Original soundtrack (Telugu)
| No. | Title | Lyrics | Singer(s) | Length |
|---|---|---|---|---|
| 1. | "Nailu Nadi" | Ramajogayya Sastry | Sid Sriram, Kalyani Nair | 4:07 |
| 2. | "Who Where Why" | Roll Rida | Roll Rida | 3:33 |
| 3. | "Kannulu Chedire" | Ananta Sriram | Yazin Nizar | 3:45 |
| 4. | "WWW Theme" |  | Shivi Saron | 2:15 |
| Total length: |  |  |  | 13:40 |

== Reception ==
Calling it an "engaging tale," Prakash Pecheti of Telangana Today wrote: "KV Guhan, who made his mark with his debut flick 118, yet again shows his skill as a storyteller with a screenplay that is taut." Praising the performances, reviewer from Sakshi Post said: "Arun Adith steals the show with his stellar performance in the film. Shivani Rajasekhar's charm lies in her innocent appearance and her impeccable performance which makes the film an endearing watch." The Times of India critic Thadhagath Pathi rated the film 2.5/5 and wrote, "WWW tries to be fresh in its attempt but it’s a major let-down. Director KV Guhan could’ve pulled off this one better."

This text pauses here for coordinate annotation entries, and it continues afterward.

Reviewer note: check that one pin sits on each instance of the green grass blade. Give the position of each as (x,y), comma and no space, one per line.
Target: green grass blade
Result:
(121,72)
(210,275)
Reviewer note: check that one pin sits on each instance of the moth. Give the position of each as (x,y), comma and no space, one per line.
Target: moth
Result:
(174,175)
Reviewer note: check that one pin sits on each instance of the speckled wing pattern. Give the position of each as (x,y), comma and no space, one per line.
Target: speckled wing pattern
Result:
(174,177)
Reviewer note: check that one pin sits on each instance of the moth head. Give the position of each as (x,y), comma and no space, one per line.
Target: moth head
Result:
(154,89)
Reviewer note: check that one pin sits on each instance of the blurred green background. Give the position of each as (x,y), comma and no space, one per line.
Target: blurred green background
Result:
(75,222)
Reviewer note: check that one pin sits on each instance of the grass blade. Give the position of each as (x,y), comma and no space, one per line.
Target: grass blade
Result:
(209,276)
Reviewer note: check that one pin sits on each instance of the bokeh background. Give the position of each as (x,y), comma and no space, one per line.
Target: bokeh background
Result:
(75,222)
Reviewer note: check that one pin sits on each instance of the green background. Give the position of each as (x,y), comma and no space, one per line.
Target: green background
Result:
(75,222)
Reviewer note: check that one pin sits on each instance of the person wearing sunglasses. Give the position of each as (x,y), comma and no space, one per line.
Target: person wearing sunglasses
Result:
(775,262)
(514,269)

Aithagoni Raju of Asianet News Network appreciated the novel attempt by Guhan but opined that the screenplay and pacing could've been better. A critic writing for Eenadu opined that barring a few good sequences, the film failed to impress. On contrary, News18 Telugus Kiran Kumar Thanjavur praised the film, direction and performances, calling it a "must-watch."